Sunday, March 31, 2013

Musings on taxes and DOMA (defense of marriage act)

I am doing taxes again this year, I love doing OTHER peoples tax returns. Each one is a puzzle but the puzzle comes with a prize (usually) if I get a refund for the customer. I've had customers hug me, thank me, try to give me tips, and generally it's a good time for anyone to get the annual tax thing over. I've also had people cry at my desk, have their eyes glaze over when they realize what they are having to pay, and sometimes it's not a good time for all.

I've also worked with people whom I am certain are lying to me. People who are trying to game the system, people who are not being totally truthful and some who are blatant fibbers. Why? because the tax code is so complicated, so convoluted, and so difficult to decipher, that many people know that they can get more money from the government by not declaring what they really should.

There are 5 filing statuses:  Single, Married filing jointly, married filing separately, head of household, and widow(er).  Single and married filing separately both get the same personal deduction amount and married filing jointly just gives 2 people the same deduction as 2 single people. Head of Household and Widower statuses require that the person with this status have children, and as such, the person with children gets a stepped up personal deduction than would a single person or a married person filing separately.  Here's where all the problems begin.

Two people, living together, maybe married, maybe not, with children. Only one person in a household is allowed to file Head of Household and declare dependent children. What happens when 3 generations are living in a house? Often, more than one of the adults with children will file Head of Household in order to get more income deducted and often, to receive additional earned income credit that can net thousands of dollars in refundable cash to the working parent.

Here's an example:

Married couple, with 3 children living in their house. One of the children, age 19, has a child of her own.  The correct way for this family to file is this:  Married filing jointly, with either 4 dependents (their 3 children and the grandchild, if in fact all 4 lived with them all 12 months and all 4 depended on them for support) OR MFJ with only 2 dependent children, and with the one child who has her own child filing single along with 1 dependent child, if in fact this adult provided more than half her own support and also more than half the support of her dependent child.

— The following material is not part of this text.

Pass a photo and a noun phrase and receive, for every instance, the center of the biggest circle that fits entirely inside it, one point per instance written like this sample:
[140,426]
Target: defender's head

What usually happens is this:  Single man with no dependents; wife files as head of household (even though they are living together) with 2 dependent children; adult child also files as head of household with one dependent child.

The reason this family files this way is to maximize the filing status credit, which is higher for head of household, and also to maximize earned income credit payments to the children's parents.

It's a system that's unwieldy, difficult to understand and apply to the situation, and ripe for fraud. The IRS frequently sends letters out to Head of Household taxpayers asking for proof of household expenses, proof of the child's actual dependency, and proof of residency. Many people end up owing the IRS thousands of dollars of money that was refunded and paid out, but then disallowed later when the proper documentation could not be shown as proof.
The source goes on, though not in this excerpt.